Também, dentro da emissora, o caminho vem sendo o mesmo. Ratinho só conseguiu voltar à grade do SBT e hoje gozar de excepcionais resultados diariamente, quando parou de explorar casos de desgraça alheia. Quadros simples como “Dez ou Mil” ou “Jornal Rational” dão dois dígitos e superam a Record que investe milhões em programas como o da Xuxa ou Batalha dos Cozinheiros. Aos domingos, também temos um outro exemplo: Eliana tem como principal trunfo atualmente as entrevistas externas, sempre com excelente aceitação do público e acaba de gravar mais uma com o jogador Neymar. Tem quadros de apelo emocional? Tem sim. Mas nada pesado e longe de ser algo que norteia a atração como um todo. O fato do programa ser moldado em quadros ajuda nesse processo. O “Beleza Renovada”, por exemplo, pode ser combinado nessa linha para suavizar a temática.

O próprio Domingo Legal tem condições para encontrar esse caminho pelo entretenimento. Um dos mais recentes profissionais que o programa integrou foi Cezar Scarpato, de várias parcerias de sucesso com Celso em game-shows. Recentemente, colocou no ar (por apenas uma edição) o quadro “Preço da Verdade”, com Danilo Gentili e Adriane Galisteu. Foi uma forma boa de entretenimento que também poderia gerar polêmica, mas que demorou muito tempo no ar e não foi bem desenvolvido. No próprio Sabadão, o quadro “Roleta dos Microfones” (uma “leve” inspiração no Ding Dong do Faustão) foi uma boa iniciativa e que agregou bastante. É o caminho, é o que Celso sabe fazer de melhor. Pra que inventar moda?

É bom frisar que isso não representa que sou contra investidas jornalísticas no programa. Claro que não. O factual deve sempre estar presente. Se for algo exclusivo, melhor ainda. Um repórter experiente e acostumado com programas populares, que saiba transitar entre jornalismo denso e entretenimento, seria importante nesse processo. Sempre cito a Silvana Kieling, pela ligação histórica com a atração, mas também devem existir outros profissionais no mercado (casos de Gérson de Souza, Sérgio Frias, só para citar os mais antigos).
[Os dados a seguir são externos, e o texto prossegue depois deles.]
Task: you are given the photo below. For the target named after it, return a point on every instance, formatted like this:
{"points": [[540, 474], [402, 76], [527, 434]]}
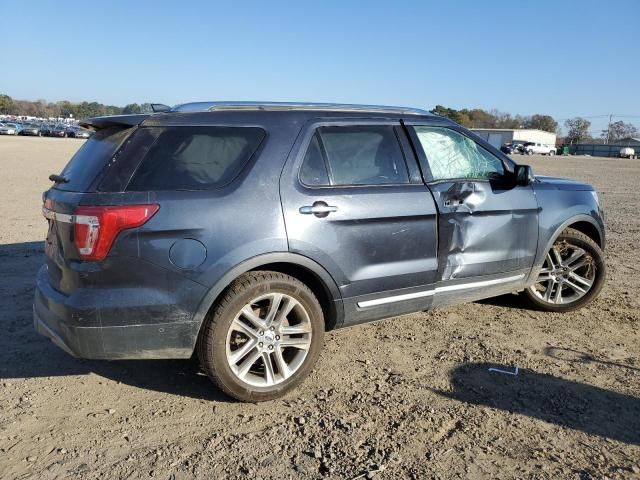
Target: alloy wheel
{"points": [[567, 275], [268, 340]]}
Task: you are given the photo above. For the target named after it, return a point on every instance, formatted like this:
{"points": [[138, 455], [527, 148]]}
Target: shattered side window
{"points": [[452, 155]]}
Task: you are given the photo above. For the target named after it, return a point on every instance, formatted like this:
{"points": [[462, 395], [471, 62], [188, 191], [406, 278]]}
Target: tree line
{"points": [[578, 128], [44, 109]]}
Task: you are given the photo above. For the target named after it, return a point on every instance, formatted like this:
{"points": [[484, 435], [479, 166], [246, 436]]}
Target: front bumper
{"points": [[55, 318]]}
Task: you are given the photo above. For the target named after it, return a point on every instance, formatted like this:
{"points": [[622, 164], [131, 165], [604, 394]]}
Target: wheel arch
{"points": [[583, 223], [298, 266]]}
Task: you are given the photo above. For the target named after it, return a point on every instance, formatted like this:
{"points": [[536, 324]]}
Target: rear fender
{"points": [[331, 288]]}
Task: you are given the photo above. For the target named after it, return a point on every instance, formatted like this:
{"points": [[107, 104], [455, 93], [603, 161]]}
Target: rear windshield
{"points": [[91, 158], [196, 158]]}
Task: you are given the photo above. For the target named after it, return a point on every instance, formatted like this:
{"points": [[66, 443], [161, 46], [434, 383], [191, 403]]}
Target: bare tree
{"points": [[578, 129]]}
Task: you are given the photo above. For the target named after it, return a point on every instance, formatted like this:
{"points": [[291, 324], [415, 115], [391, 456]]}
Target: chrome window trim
{"points": [[59, 217]]}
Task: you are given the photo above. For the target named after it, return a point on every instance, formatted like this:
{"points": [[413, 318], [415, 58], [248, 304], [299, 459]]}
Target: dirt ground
{"points": [[409, 397]]}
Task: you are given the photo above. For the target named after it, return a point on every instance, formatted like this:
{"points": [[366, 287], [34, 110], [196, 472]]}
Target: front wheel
{"points": [[572, 275], [263, 337]]}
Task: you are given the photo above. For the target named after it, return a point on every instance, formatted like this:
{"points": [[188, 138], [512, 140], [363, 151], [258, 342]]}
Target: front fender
{"points": [[551, 236]]}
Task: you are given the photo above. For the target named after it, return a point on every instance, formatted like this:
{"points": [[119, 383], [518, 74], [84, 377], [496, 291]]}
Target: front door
{"points": [[354, 202], [488, 226]]}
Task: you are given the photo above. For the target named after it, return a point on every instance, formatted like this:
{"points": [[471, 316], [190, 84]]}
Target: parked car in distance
{"points": [[31, 129], [59, 131], [242, 232], [77, 132], [46, 129], [627, 152], [513, 147], [538, 148], [8, 129]]}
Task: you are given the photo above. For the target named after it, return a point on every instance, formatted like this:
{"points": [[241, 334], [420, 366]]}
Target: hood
{"points": [[562, 183]]}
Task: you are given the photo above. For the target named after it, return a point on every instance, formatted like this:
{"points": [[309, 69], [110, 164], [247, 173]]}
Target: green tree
{"points": [[578, 129], [6, 104]]}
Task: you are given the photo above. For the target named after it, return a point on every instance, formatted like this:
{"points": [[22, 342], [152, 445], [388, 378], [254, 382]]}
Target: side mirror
{"points": [[524, 175]]}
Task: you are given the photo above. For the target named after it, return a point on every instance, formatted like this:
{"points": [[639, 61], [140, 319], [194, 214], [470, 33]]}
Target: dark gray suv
{"points": [[244, 231]]}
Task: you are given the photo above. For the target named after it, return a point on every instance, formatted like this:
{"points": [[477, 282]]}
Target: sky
{"points": [[564, 58]]}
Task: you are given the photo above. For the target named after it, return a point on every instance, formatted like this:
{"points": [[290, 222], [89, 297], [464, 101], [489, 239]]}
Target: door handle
{"points": [[319, 209], [453, 202]]}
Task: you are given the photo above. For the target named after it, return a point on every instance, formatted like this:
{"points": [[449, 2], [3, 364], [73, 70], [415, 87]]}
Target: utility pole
{"points": [[606, 142]]}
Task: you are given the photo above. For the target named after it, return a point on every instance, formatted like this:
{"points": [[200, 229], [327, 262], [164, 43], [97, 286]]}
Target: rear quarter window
{"points": [[91, 158], [196, 158]]}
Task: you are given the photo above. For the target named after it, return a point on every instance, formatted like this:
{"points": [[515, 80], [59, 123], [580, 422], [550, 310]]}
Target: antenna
{"points": [[160, 107]]}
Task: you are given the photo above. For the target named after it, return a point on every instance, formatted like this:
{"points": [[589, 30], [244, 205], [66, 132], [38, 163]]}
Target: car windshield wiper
{"points": [[58, 178]]}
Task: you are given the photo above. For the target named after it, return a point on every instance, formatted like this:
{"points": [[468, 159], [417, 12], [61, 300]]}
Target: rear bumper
{"points": [[55, 318]]}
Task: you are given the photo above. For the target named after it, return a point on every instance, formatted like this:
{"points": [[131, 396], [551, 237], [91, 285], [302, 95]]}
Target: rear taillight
{"points": [[95, 228]]}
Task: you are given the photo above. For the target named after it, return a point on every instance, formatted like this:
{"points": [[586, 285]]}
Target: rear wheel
{"points": [[572, 275], [263, 337]]}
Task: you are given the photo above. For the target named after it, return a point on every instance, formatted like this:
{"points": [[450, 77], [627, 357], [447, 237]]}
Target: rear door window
{"points": [[91, 158], [354, 155], [196, 158]]}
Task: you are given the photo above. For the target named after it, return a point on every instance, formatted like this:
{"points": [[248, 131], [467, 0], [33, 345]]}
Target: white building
{"points": [[500, 136]]}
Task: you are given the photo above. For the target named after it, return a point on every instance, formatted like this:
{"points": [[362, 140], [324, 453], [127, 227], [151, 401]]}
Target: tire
{"points": [[561, 275], [233, 350]]}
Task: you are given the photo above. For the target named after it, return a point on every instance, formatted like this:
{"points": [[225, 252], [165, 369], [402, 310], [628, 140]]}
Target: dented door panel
{"points": [[484, 229]]}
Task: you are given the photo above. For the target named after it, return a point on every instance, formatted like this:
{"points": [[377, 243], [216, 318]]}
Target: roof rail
{"points": [[274, 106]]}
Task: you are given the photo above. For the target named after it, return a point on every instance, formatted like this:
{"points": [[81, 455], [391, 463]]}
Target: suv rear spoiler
{"points": [[98, 123]]}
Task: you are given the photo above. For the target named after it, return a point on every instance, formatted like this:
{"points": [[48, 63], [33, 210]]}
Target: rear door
{"points": [[488, 226], [354, 202]]}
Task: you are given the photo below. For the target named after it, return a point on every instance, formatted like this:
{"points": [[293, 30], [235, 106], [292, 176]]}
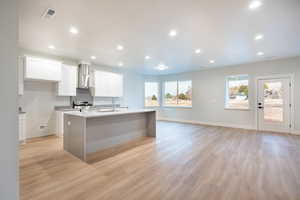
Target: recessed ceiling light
{"points": [[161, 67], [172, 33], [259, 37], [51, 47], [197, 51], [255, 4], [260, 53], [120, 47], [74, 30]]}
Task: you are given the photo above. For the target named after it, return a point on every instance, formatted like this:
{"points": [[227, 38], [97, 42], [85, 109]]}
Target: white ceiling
{"points": [[223, 29]]}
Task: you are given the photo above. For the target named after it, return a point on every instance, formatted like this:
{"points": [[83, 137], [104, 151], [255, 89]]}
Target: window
{"points": [[237, 96], [151, 94], [178, 93]]}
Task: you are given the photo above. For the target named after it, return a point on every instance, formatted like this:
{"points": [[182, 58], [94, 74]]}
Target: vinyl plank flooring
{"points": [[190, 162]]}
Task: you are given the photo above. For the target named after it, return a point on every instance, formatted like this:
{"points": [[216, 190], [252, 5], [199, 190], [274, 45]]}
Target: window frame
{"points": [[226, 96], [158, 94], [177, 90]]}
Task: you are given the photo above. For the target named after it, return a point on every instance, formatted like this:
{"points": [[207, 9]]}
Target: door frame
{"points": [[276, 76]]}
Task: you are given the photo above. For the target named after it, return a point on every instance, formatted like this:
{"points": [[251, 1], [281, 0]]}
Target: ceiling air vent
{"points": [[49, 13]]}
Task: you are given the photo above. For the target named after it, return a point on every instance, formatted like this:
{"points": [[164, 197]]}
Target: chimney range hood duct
{"points": [[84, 75]]}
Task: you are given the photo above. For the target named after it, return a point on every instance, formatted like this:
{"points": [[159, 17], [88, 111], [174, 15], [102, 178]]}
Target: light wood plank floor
{"points": [[184, 162]]}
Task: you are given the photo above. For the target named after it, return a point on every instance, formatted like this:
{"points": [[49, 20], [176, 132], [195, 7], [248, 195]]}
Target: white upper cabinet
{"points": [[107, 84], [42, 69], [68, 84]]}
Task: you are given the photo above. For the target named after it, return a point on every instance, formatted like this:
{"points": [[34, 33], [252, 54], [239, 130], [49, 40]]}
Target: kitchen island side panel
{"points": [[75, 136], [109, 131]]}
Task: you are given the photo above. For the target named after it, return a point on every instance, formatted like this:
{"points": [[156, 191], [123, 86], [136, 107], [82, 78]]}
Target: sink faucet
{"points": [[113, 104]]}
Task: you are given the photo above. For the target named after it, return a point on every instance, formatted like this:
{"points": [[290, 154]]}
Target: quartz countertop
{"points": [[95, 114]]}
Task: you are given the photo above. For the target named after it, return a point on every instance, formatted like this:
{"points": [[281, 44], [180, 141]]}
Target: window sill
{"points": [[238, 109], [151, 106], [188, 107]]}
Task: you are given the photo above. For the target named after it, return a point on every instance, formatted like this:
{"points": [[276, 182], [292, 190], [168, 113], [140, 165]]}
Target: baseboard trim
{"points": [[296, 132], [208, 123]]}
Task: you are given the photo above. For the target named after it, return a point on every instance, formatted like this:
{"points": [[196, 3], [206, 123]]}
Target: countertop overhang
{"points": [[95, 114]]}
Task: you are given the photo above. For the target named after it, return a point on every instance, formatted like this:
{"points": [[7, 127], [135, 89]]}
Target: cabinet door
{"points": [[68, 84], [116, 82], [59, 123], [42, 69]]}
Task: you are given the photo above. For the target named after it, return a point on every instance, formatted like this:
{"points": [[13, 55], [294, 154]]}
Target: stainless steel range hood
{"points": [[84, 75]]}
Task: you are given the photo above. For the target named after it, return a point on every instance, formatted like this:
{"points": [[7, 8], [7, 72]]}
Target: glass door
{"points": [[274, 106]]}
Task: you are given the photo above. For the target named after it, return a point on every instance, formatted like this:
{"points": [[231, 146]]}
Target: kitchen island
{"points": [[92, 131]]}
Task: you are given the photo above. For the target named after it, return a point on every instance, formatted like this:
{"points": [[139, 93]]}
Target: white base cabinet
{"points": [[22, 128]]}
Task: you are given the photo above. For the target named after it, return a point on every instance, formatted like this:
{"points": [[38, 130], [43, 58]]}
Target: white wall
{"points": [[40, 98], [209, 92], [9, 175]]}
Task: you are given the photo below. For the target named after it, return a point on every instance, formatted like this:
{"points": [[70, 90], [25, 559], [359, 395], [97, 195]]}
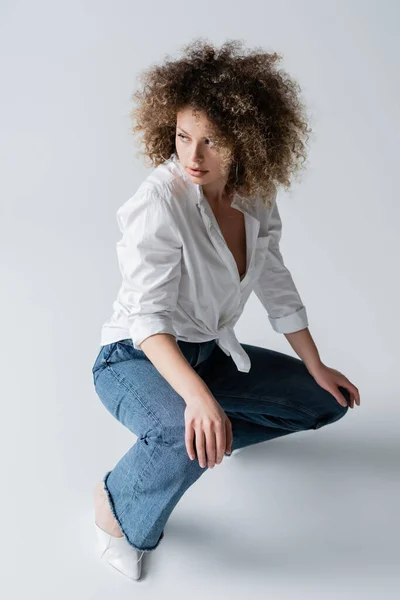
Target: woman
{"points": [[223, 128]]}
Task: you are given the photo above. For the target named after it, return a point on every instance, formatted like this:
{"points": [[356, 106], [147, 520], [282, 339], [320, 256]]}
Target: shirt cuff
{"points": [[145, 326], [290, 323]]}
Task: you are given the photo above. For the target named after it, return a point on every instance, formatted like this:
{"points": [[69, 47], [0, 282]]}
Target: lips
{"points": [[196, 171]]}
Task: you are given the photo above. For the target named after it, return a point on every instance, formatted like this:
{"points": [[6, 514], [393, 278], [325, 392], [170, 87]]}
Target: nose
{"points": [[196, 156]]}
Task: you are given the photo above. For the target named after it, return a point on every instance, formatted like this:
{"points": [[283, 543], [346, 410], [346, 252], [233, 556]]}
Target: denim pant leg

É fundamental alguém ajudar o Celso nesse tipo de pauta, até para evitar cenas um tanto de vergonha alheia como aquela dele esticando a conversa com a irmã do homem que tentou matar a apresentadora Ana Hickmann.

Sei que o assunto Mundo Disney não pode ficar de fora de pauta. É necessário que o SBT encontre um caminho para a atração para ajustar melhor a grade e o Domingo Legal possa ter condições de concorrer em pé de igualdade com a Record. Se uma mudança de horário não pode ocorrer já, uma mudança de conteúdo é urgente. Cadê os filmes que iriam bombar? Mesmo os longas feitos para TV (Disney Channel) davam resultados melhores e entregavam melhor para o Domingo Legal. Com conteúdo diferenciado e disputa justa, Celso pode muito bem conseguir brigar pela vice-liderança, cuja façanha não seria nenhuma novidade, pois já estava conseguindo até agosto do ano passado, quando veio a drástica alteração no tempo da atração.

No Twitter, fui atacado por ir radicalmente contra a pauta do último domingo. Disseram que eu não tenho a experiência de 20 anos do Celso na televisão. Realmente, não tenho. Sou um telespectador como outro qualquer. Mas posso garantir que sei enumerar passo a passo as várias fases do Domingo Legal, seus quadros e características. E esse caminho de criar um “complexo de Record” na grade dominical do SBT, não acredito ser o melhor para o programa e para o Celso, muito menos combina com as características marcantes daquela que se orgulha em auto-intitular a TV Mais Feliz do Brasil. #QueroomeuDLdevolta. Quem está comigo nessa?